1A and 1B are partial cutaway sectional views for explaining a manufacturing process of a first embodiment.

2A to 2C are partial cutaway sectional views for explaining a manufacturing process of the second embodiment.

3A to 3D are partial cutaway cross-sectional views for explaining the manufacturing process of the third embodiment.

FIG. 4 is a plan view for explaining an electrode structure used in a specific experimental example.

FIG. 5 is a plan view for explaining an example of a conventional method of manufacturing a surface acoustic wave device.

FIG. 6 is a plan view for explaining another example of the conventional method for manufacturing a surface acoustic wave device.

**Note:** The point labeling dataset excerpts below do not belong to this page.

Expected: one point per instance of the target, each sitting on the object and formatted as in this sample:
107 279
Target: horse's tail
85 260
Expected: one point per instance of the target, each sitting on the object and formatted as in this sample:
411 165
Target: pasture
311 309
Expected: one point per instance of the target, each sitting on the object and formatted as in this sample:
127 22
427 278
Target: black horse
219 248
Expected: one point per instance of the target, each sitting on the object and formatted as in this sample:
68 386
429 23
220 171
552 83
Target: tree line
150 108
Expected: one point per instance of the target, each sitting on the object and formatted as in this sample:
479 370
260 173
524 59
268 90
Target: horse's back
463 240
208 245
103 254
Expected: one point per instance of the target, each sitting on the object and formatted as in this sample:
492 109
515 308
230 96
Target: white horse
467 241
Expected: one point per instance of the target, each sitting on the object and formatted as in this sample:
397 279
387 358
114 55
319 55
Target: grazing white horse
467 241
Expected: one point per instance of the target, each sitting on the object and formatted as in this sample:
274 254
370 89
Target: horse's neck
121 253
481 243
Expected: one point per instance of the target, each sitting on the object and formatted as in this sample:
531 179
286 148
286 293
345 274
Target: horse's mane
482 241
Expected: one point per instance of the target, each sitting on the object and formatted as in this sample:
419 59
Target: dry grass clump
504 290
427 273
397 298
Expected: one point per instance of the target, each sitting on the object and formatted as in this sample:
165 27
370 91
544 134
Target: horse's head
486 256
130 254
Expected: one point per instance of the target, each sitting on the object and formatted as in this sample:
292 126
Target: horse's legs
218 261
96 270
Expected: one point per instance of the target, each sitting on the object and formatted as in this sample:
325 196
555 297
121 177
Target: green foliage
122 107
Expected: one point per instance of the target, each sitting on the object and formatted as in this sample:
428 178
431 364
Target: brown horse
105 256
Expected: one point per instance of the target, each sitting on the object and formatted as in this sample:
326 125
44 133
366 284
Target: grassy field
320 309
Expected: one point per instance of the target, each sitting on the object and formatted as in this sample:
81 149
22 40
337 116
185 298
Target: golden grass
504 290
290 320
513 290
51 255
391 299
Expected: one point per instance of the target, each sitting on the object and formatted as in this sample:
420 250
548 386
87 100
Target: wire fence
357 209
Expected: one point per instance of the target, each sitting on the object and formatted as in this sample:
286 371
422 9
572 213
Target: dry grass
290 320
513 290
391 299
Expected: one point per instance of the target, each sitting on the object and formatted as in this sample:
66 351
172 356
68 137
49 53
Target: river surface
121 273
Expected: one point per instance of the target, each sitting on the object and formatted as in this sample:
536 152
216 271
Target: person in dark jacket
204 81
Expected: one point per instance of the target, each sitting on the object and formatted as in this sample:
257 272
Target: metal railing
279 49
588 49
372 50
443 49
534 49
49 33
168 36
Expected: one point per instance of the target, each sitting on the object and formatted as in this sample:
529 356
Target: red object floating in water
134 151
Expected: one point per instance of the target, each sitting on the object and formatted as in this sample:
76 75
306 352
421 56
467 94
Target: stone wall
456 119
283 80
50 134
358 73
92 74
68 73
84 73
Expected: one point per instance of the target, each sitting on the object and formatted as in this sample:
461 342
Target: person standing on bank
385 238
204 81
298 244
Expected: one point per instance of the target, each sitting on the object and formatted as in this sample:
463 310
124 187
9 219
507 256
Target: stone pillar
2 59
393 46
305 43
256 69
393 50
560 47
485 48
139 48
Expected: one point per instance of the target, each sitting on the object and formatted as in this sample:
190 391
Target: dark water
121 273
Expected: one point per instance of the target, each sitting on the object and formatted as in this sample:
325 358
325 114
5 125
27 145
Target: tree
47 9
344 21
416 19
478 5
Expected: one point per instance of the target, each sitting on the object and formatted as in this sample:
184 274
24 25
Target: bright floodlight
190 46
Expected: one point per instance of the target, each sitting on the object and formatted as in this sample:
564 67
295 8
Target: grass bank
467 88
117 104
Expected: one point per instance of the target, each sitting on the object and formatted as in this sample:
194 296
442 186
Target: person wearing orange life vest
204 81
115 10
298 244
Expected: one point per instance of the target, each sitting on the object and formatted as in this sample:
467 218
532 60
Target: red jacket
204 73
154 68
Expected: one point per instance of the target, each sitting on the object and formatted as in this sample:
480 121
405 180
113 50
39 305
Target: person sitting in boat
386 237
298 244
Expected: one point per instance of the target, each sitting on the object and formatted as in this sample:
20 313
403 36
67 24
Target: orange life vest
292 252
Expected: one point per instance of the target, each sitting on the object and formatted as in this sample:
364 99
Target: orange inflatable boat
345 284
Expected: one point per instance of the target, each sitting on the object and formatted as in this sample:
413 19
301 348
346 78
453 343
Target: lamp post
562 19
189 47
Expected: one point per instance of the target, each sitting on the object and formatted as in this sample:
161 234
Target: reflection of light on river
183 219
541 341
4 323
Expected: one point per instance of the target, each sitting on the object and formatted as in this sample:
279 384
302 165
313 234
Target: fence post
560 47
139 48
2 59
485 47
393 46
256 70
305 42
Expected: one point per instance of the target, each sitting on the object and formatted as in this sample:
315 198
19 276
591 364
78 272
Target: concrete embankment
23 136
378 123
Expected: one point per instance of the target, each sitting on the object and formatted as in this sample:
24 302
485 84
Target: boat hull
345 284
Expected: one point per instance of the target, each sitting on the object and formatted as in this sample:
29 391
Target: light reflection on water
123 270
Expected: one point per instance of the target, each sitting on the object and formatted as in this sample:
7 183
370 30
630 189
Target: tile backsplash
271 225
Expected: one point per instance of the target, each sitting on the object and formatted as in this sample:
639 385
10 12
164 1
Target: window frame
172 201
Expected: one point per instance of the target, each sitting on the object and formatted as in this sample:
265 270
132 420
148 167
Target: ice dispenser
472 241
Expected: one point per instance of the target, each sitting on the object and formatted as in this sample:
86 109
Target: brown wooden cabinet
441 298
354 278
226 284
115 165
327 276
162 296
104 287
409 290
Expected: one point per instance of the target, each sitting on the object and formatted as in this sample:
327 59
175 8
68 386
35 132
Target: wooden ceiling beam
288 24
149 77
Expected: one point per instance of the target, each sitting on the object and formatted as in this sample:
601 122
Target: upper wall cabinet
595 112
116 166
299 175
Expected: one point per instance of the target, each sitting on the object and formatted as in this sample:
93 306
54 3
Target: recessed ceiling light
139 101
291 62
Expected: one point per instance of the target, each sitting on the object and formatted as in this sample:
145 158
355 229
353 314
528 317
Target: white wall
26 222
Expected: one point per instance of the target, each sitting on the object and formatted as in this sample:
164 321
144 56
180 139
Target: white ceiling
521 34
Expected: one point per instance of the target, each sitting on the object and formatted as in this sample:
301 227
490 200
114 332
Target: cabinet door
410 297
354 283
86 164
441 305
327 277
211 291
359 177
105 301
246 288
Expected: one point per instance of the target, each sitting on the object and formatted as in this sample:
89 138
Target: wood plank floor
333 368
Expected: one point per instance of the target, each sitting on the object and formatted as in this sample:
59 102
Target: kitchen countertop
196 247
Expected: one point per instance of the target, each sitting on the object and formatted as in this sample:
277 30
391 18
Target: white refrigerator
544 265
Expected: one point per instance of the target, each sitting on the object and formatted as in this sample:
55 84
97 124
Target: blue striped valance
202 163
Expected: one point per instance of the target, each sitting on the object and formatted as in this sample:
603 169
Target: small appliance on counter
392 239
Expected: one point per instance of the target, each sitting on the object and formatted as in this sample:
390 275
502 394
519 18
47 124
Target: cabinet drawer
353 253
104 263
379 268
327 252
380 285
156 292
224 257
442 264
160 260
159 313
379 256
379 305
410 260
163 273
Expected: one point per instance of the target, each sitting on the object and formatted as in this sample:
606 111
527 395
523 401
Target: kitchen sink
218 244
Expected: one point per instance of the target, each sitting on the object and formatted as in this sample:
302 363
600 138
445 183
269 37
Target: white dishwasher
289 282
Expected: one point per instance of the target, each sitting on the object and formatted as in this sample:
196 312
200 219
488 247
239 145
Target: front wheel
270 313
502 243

FIG. 7 is a partial cutaway sectional view for explaining problems in the conventional example.

[Explanation of symbols]

 11 ... Piezoelectric substrate 12 ... IDT 12a-12e ... Electrode fingers 14, 15 ... Discharge electrode 16 ... Discharge gap 18 ... Insulating thin film

Claims (3)

[Claims] 1. An elasticity obtained by forming an interdigital transducer having a structure in which a plurality of electrode fingers are interleaved, and an insulating thin film covering the interdigital transducer on a piezoelectric substrate having pyroelectricity. A method of manufacturing a surface acoustic wave device, comprising: on the piezoelectric substrate, the interdigital transducer, and at least a pair of discharge electrodes separated by a gap having a width smaller than a gap between electrode fingers of the interdigital transducer. And a step of forming the insulating thin film so as to cover at least the interdigital transducer while leaving a region on the gap of the discharge electrode, and a method for manufacturing a surface acoustic wave device. 2. An elasticity obtained by forming an interdigital transducer having a structure in which a plurality of electrode fingers are mutually inserted on a piezoelectric substrate having pyroelectricity, and an insulating thin film covering the interdigital transducer. A method of manufacturing a surface acoustic wave device, comprising: on the piezoelectric substrate, the interdigital transducer, and at least a pair of discharge electrodes separated by a gap having a width smaller than a gap between electrode fingers of the interdigital transducer. Surface acoustic wave comprising: a step of forming an insulating thin film on the entire surface of the piezoelectric substrate; and a step of removing an insulating thin film portion located on the gap of the discharge electrode. Device manufacturing method. 3. An elasticity obtained by forming an interdigital transducer having a structure in which a plurality of electrode fingers are mutually inserted on a piezoelectric substrate having a pyroelectric property, and an insulating thin film covering the interdigital transducer. A method for manufacturing a surface acoustic wave device, comprising: on the piezoelectric substrate, the interdigital transducer, and at least a pair of discharge electrodes separated by a gap having a width smaller than a gap between electrode fingers of the interdigital transducer. A step of forming, a step of forming an insulating thin film on the entire surface of the piezoelectric substrate, and discharge electrode portions facing each other across the gap,
And a step of removing at least the insulating thin film portion on the discharge electrode portion.